Robust Visual Object Tracking mean shift, particle filters and point features
Visual object tracking has been identified as a promising technique for many computer vision applications like surveillance, flight navigation, video compression and driver assistance. The main idea is to find the state of
the object and how it changes over time, in recursive video frames. The state can be arbitrarily complex but usually consists of object shape and appearance. Robust visual tracker has to deal many challenges like object affine transformation, pose change, deformation, partial or full occlusion, complex background or clutter, dynamic camera, image noise, illumination change and real time constraint.
This thesis addresses the problems in visual object tracking by combining object appearance, shape and motion of bounding box. The proposed method uses anisotropic mean-shift tracker for appearance similarity while SIR particle filter for tracking of bounding box. It adds spatial information
in histogram calculation by dividing the bounding box into disjoint areas and finds the height, width and orientation of the region by checking the goodness of the sub region bandwidth estimate through Bhattacharyya similarity coefficient. Unlike previous algorithms to embed the mean-shift tracker in PF framework, the proposed method extends the idea in  by not only renewing the box center, but also adding the width, height and orientation estimation of region by using multi-mode anisotropic mean shift. The combined scheme is able to maintain the merits of both methods, uses a small number of particles (<20) and stabilize the trajectories of target during occlusion.

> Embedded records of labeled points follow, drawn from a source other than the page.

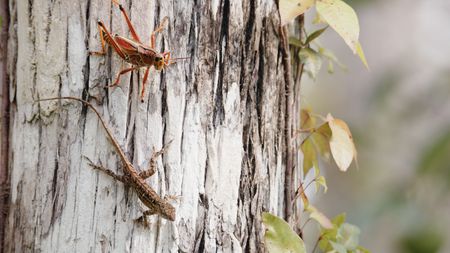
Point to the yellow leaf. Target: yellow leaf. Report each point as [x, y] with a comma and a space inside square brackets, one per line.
[320, 181]
[342, 18]
[361, 55]
[341, 143]
[290, 9]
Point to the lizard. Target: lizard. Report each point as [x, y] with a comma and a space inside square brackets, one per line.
[131, 176]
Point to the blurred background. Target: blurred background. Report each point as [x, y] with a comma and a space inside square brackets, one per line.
[399, 114]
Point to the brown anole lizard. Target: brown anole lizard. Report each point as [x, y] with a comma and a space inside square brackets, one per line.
[132, 177]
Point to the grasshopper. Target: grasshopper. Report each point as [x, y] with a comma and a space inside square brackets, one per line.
[133, 50]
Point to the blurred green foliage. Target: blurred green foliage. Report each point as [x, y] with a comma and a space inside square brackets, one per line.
[425, 240]
[436, 158]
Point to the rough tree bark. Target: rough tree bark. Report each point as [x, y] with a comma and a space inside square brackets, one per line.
[224, 109]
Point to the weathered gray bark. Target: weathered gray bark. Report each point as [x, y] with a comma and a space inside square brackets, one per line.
[223, 108]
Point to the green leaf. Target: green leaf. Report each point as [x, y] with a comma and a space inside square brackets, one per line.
[319, 217]
[315, 34]
[339, 219]
[279, 237]
[321, 181]
[309, 156]
[290, 9]
[311, 60]
[343, 19]
[321, 139]
[348, 236]
[338, 247]
[307, 120]
[328, 54]
[295, 42]
[362, 250]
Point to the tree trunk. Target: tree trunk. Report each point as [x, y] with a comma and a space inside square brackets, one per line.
[223, 109]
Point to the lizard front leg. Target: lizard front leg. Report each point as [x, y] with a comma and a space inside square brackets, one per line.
[152, 164]
[143, 218]
[107, 171]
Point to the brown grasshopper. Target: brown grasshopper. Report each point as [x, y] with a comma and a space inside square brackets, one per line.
[133, 51]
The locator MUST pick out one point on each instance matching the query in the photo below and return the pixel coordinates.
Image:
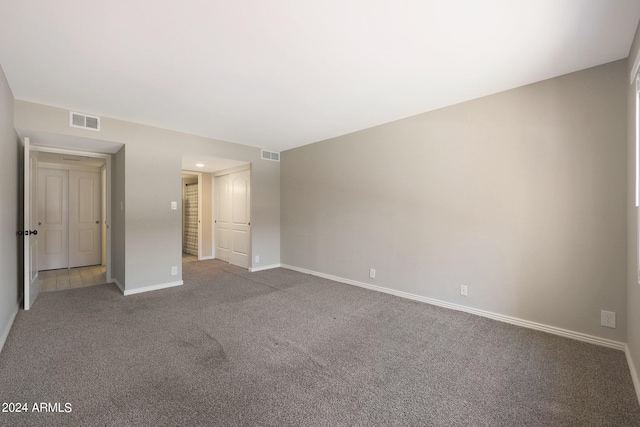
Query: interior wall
(9, 220)
(633, 288)
(153, 177)
(519, 195)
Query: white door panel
(30, 203)
(223, 218)
(233, 223)
(84, 218)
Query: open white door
(31, 285)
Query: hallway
(71, 278)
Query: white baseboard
(634, 373)
(127, 292)
(264, 267)
(495, 316)
(7, 329)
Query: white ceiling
(210, 164)
(279, 74)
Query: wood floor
(71, 278)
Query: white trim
(64, 166)
(5, 333)
(634, 70)
(264, 267)
(495, 316)
(118, 285)
(634, 373)
(152, 288)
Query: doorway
(210, 172)
(191, 216)
(89, 241)
(233, 216)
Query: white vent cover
(270, 155)
(84, 121)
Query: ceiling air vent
(78, 120)
(270, 155)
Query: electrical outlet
(608, 319)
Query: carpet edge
(495, 316)
(5, 333)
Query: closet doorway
(207, 172)
(71, 211)
(191, 216)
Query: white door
(84, 219)
(223, 218)
(31, 285)
(240, 218)
(53, 218)
(233, 218)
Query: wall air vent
(84, 121)
(270, 155)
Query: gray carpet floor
(281, 348)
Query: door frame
(107, 158)
(199, 176)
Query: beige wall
(519, 195)
(633, 289)
(118, 223)
(151, 178)
(10, 288)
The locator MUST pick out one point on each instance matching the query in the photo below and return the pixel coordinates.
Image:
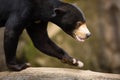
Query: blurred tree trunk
(110, 32)
(2, 57)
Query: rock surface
(57, 74)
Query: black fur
(17, 15)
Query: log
(44, 73)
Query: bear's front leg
(11, 35)
(39, 36)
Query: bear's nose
(88, 35)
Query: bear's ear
(60, 11)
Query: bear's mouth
(80, 39)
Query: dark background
(101, 52)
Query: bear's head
(72, 21)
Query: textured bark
(57, 74)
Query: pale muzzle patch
(81, 33)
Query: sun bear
(17, 15)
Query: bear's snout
(81, 33)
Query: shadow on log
(57, 74)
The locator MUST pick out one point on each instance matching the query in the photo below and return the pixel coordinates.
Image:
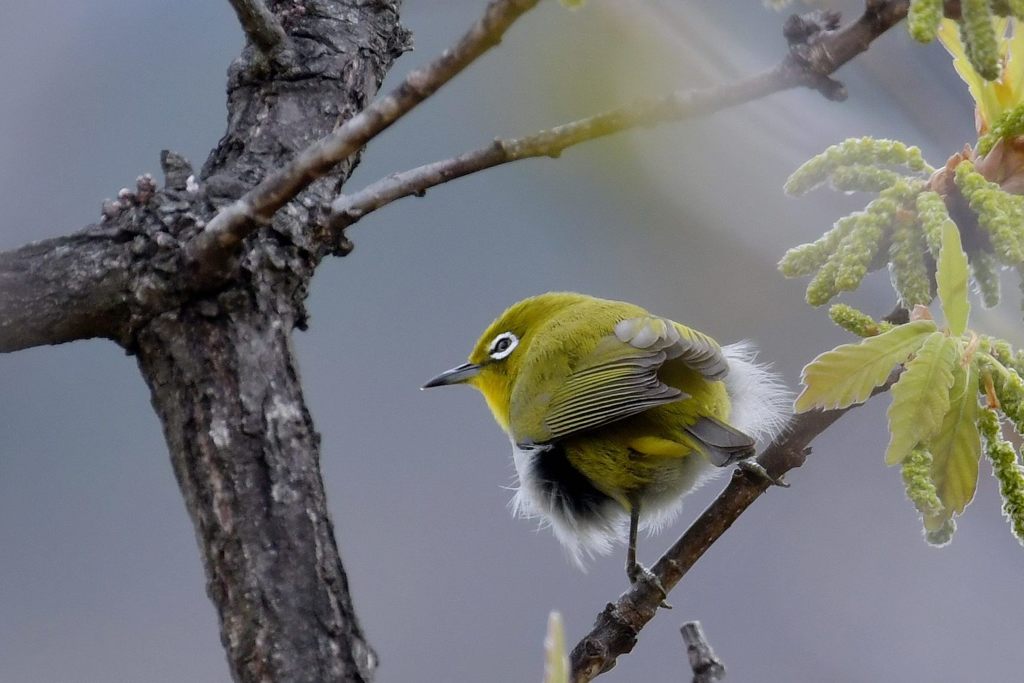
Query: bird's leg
(636, 571)
(757, 469)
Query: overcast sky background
(100, 580)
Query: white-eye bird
(614, 413)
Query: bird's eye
(503, 344)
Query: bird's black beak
(459, 375)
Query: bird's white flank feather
(760, 408)
(760, 400)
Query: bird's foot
(638, 573)
(756, 469)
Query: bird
(614, 414)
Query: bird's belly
(586, 492)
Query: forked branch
(619, 625)
(816, 50)
(233, 222)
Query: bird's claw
(638, 573)
(756, 469)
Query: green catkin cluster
(856, 322)
(978, 36)
(805, 259)
(1001, 351)
(918, 480)
(933, 215)
(907, 269)
(1006, 469)
(822, 286)
(985, 272)
(1000, 214)
(1011, 124)
(864, 152)
(923, 19)
(862, 178)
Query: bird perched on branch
(614, 414)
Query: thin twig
(260, 26)
(815, 52)
(226, 229)
(619, 625)
(705, 664)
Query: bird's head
(498, 355)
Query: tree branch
(233, 222)
(816, 50)
(705, 664)
(619, 625)
(260, 26)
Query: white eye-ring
(503, 344)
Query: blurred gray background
(828, 581)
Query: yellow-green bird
(614, 414)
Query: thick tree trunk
(226, 388)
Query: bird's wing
(617, 379)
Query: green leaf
(956, 446)
(556, 665)
(847, 374)
(921, 397)
(951, 276)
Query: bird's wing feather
(724, 444)
(617, 379)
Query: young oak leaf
(951, 276)
(956, 447)
(921, 397)
(847, 374)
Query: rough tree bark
(213, 337)
(224, 380)
(216, 350)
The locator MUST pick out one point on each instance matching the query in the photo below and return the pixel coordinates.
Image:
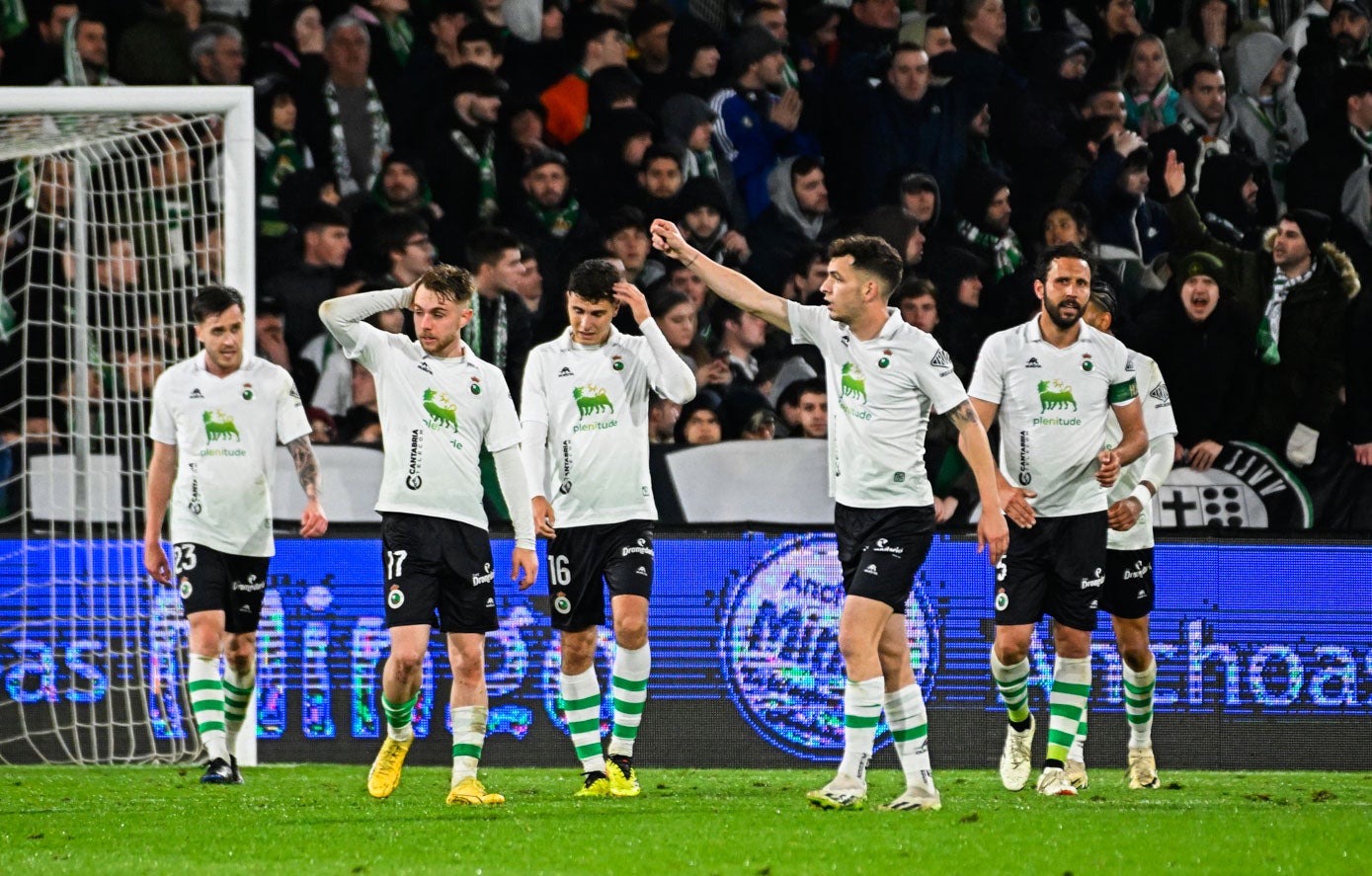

A method for combining local point features and global appearance-based video tracking is also discussed. In the first step, it uses SIFT algorithm for extracting and matching local features and RANSAC to estimate the affine
transformation parameters of bounding box. In the second step, results are further refined by appearance based tracking through mean shift. The goal of this fusion is twofold: to avoid point feature tracking failure, if the number of correct matches falls below the minimum required to estimate the motion model and to handle partial occlusion by utilizing the local salient point features in the no-occluded part.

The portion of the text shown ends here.